The set of all finite subsets and the set of all infinite subsets of a countably infinite set

Let $E$ be a countably infinite set and consider the sets $F(E)$:=the set of all finite subsets of $E$ , and $I(E)$:=the set of all infinite subsets of $E$ , then what would be the nature of $F(E)$ and $I(E)$ (countable or uncountable ) ?, that is 'what is the set of all finite subsets of a countably infinite set , is it countable or uncountable?' and similarly 'what is the set of all infinite subsets of a countably infinite set , is it countable or uncountable?' . We notice that as $E$ is countable and infinite , $P(E)$ the power set of $E$ is uncountable and as $F(E) ∪ I(E)=P(E)$ , so at least one of $F(E)$ and $I(E)$ must be uncountable.

$ADDENDUM$:- What is the nature of all uncountable subsets of an uncountable set , is it countable or uncountable ?

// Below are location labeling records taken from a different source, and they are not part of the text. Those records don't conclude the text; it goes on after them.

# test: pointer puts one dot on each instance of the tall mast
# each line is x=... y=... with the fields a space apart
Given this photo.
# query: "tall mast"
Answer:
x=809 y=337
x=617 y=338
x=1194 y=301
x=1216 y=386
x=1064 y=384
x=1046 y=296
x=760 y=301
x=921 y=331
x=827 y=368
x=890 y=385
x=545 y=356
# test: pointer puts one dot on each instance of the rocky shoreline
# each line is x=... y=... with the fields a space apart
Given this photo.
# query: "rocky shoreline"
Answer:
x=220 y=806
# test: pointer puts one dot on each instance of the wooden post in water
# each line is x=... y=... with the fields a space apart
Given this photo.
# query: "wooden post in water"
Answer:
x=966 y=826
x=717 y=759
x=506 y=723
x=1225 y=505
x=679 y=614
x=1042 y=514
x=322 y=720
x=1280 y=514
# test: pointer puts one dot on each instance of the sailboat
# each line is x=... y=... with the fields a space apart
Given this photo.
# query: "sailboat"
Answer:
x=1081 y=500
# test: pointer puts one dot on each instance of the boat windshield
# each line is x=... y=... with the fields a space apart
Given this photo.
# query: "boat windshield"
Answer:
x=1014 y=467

• Isn't this a duplicate of math.stackexchange.com/questions/361320/…? – Gerry Myerson Sep 14 '13 at 12:49
• @GerryMyerson: Not an exact duplicate since I asked the "set of all infinite subsets ..." counter part , but I've got my answer thanks for the reference . – Souvik Dey Sep 14 '13 at 12:53
• For the addendum, let $X$ be an uncountable set. Then $X\setminus\{x\}$ is uncountable for each $x\in X$, so the bijection $x\mapsto X\setminus\{x\}$ immediately shows that $X$ has uncountably many uncountable sets. – Brian M. Scott Sep 14 '13 at 22:06

HINT: Think of $E$ as being the natural number $\mathbb{N}$. Then there is a map from the power set of $\mathbb{N}$ to the open interval $(0,1)$ expressed in binary that takes a subset and maps it to a string $.a_1a_2a_3\ldots$ where the $n$th digit, $a_n$, is a $1$ if $n$ is in the subset and $0$ otherwise. If the subset is finite, then $.a_1a_2a_3\ldots$ will represent a rational number.